Preparation for the second exam in 153


A useful quote for students
"It's one thing about the playoffs," Jeter said. "Every opportunity, every time you're up there, you have a chance to do something. You can't change anything that happened up to this point."


The exam will primarily concentrate on questions regarding material from lectures 11 through 20 of the syllabus. The reason for the phrasing "primarily concentrate" is that certainly some of the earlier material in the course (for example, differentiation!) will be needed to handle some of the questions in the exam. The course is quite cumulative. The textbook sections whose contents are emphasized on this exam are 3.8 through 3.11 and 4.1 through 4.9. This is a large amount of material, including most of the applications of derivatives.
The exam is scheduled for 80 minutes, from 1:40 PM to 3 PM on Thursday, November 19, in our usual lecture room. I will get to the classroom early and am willing to start early.


From the course coordinator
The course coordinator will be the primary writer of the uniform Math 151 final exam, intended for all sections of Math 151 and to be taken also by students in Math 153, so students should have some familiarity with the style of these problems.


From the instructor
I will write the exam you will take so you should be familiar with my "style".
The cover sheet for your exam will state:

Show your work. An answer alone may not receive full credit.
No texts, notes, or calculators may be used on this exam other than the formula sheet supplied with this exam.
Find exact values of standard functions such as e0 and sin(Π/2).
Otherwise do NOT "simplify" your numerical answers!

Here are some previous exams that I've given in Math 151, going backwards in time (most recent is first).


My old exam problems in relation to our syllabus
Here is a list of problems from those old exams "keyed" to each section of the syllabus. This may be useful to you. Please be aware, however, that with the increasing sophistication (!) of the course, a number of problems actually require ideas and computations from several sections.

Lecture Sections Topics My exam problems
11 3.8 Implicit differentiation A1  B2  C3
12 3.9, 3.10 Differentiation of inverse functions, exponentials, logarithms There are no specific problems testing this material, but there are many problems which build on this section's contents (those problems needing derivatives of such inverse functions as ln, arctan, and arcsin, for example -- there are many such).
13 3.11 Related rates A3  B3  C7
4 4.1, 4.8 Linear approximations, Newton's method A6  B4  C1  C2
15 4.2 Maxima and minima, critical points A2  B1
16 4.3, 4.4 Shape of a graph, Mean Value Theorem, first derivative test, concavity A4 A5  A8  B4 B7  B8  C1 C6
17 4.5Curve sketching, asymptotes A4 A5  B7
18 4.6Maxima and minima problems A2  B5  C5
19 4.7 Indeterminate forms, L'Hôpital's rule A7  B6  C8


My design criteria for calculus exams
I try to ask questions about most (hopefully all) important topics which were covered in the period to be tested. I try to avoid asking problems which require special "finicky" tricks, and do try to inquire about techniques which are broadly applicable.

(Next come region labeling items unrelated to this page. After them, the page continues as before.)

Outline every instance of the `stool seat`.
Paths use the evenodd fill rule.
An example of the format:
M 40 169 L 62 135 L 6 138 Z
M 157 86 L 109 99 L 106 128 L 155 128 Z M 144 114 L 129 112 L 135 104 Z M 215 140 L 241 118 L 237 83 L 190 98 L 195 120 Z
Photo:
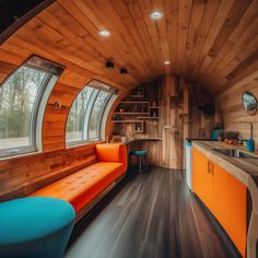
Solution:
M 62 257 L 74 218 L 72 206 L 56 198 L 0 203 L 1 257 Z
M 148 154 L 148 151 L 131 151 L 130 154 L 132 155 L 137 155 L 137 156 L 142 156 L 142 155 L 146 155 Z

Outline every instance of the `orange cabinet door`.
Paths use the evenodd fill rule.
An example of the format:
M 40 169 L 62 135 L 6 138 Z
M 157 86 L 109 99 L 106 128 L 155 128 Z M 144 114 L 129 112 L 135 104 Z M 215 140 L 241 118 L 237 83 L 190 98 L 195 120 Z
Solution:
M 192 191 L 200 197 L 200 152 L 192 148 Z
M 243 257 L 247 235 L 247 190 L 245 185 L 214 164 L 214 216 Z
M 247 189 L 228 174 L 228 235 L 243 257 L 246 253 L 247 236 Z
M 204 172 L 204 203 L 213 213 L 214 211 L 214 164 L 207 159 L 207 169 Z
M 228 190 L 227 190 L 227 172 L 214 164 L 214 216 L 228 231 Z
M 210 169 L 208 169 L 210 168 Z M 212 163 L 200 151 L 192 149 L 192 191 L 213 211 Z

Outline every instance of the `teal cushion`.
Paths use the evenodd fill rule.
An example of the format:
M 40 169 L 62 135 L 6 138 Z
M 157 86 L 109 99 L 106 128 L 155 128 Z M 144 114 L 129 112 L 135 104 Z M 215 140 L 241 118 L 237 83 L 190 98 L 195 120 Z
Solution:
M 131 151 L 130 152 L 132 155 L 137 155 L 137 156 L 142 156 L 142 155 L 146 155 L 148 154 L 148 151 Z
M 35 241 L 73 224 L 74 210 L 67 201 L 27 197 L 0 203 L 0 245 Z

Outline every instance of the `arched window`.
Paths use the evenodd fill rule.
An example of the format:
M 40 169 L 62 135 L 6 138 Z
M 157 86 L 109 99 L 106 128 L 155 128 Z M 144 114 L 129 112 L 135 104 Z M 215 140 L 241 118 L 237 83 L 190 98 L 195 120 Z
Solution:
M 67 144 L 104 140 L 103 124 L 117 91 L 99 81 L 90 82 L 77 96 L 67 121 Z
M 36 133 L 40 104 L 45 98 L 45 108 L 50 93 L 45 90 L 48 85 L 51 90 L 60 72 L 34 56 L 0 85 L 0 157 L 40 149 Z

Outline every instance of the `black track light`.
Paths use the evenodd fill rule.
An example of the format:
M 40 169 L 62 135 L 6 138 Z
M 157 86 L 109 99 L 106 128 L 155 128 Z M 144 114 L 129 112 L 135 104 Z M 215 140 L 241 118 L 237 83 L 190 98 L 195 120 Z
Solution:
M 110 70 L 112 70 L 112 69 L 114 69 L 114 67 L 115 67 L 115 64 L 114 64 L 113 61 L 110 61 L 110 60 L 109 60 L 109 61 L 106 61 L 106 68 L 107 68 L 107 69 L 110 69 Z
M 121 74 L 127 74 L 127 73 L 128 73 L 128 71 L 127 71 L 127 69 L 126 69 L 126 68 L 121 68 L 121 69 L 120 69 L 120 73 L 121 73 Z

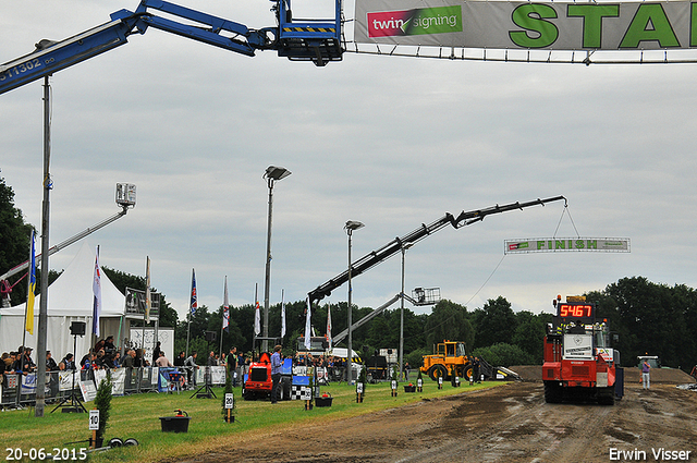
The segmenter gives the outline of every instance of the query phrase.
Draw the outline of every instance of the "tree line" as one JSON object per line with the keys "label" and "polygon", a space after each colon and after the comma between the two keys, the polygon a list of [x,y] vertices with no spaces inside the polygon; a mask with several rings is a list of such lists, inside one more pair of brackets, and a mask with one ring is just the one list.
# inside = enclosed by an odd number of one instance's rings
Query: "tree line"
{"label": "tree line", "polygon": [[[14,192],[0,178],[0,272],[4,272],[28,257],[29,231],[22,211],[14,207]],[[105,268],[114,285],[124,292],[126,287],[145,290],[145,278]],[[51,271],[49,280],[58,277]],[[38,277],[38,276],[37,276]],[[37,288],[40,288],[37,284]],[[152,288],[151,291],[157,291]],[[697,294],[685,284],[668,285],[653,283],[645,277],[620,279],[602,291],[589,291],[589,302],[597,303],[598,318],[608,320],[617,334],[614,348],[621,352],[623,366],[635,366],[637,355],[658,355],[663,366],[681,367],[689,371],[697,364]],[[468,309],[452,301],[442,300],[430,314],[416,314],[404,309],[404,354],[415,367],[421,355],[432,353],[433,345],[443,340],[464,341],[472,355],[484,357],[492,365],[539,365],[542,362],[542,338],[547,324],[551,322],[551,298],[549,310],[534,314],[529,310],[514,312],[504,296],[488,300],[482,307]],[[26,301],[26,283],[21,281],[11,293],[12,305]],[[305,301],[285,304],[286,336],[284,346],[292,350],[295,340],[305,331]],[[345,302],[313,307],[313,326],[316,334],[323,336],[327,312],[331,309],[332,332],[346,328],[347,306]],[[372,310],[370,307],[352,308],[353,320],[358,320]],[[230,328],[223,333],[222,348],[228,352],[236,346],[252,351],[254,310],[252,304],[230,307]],[[133,325],[138,325],[135,320]],[[160,326],[175,329],[175,350],[183,351],[189,329],[189,351],[218,352],[220,340],[207,341],[206,331],[220,336],[222,306],[201,306],[192,316],[191,327],[186,319],[180,320],[162,294],[160,298]],[[269,336],[281,333],[281,305],[269,308]],[[353,331],[353,346],[364,358],[378,349],[399,349],[400,309],[386,309],[370,322]],[[205,358],[205,355],[201,355]]]}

I want to give, on any calculus exam, questions which require reading and writing graphical information, reading and writing symbolic information, reading and writing quantitative information ("numbers"), and, finally, some question(s) requiring students to exhibit some reasoning and explanation, appropriate to the level of the course and also recognizing the limited time of an exam. I certainly don't always "hit" this target but that's my aim.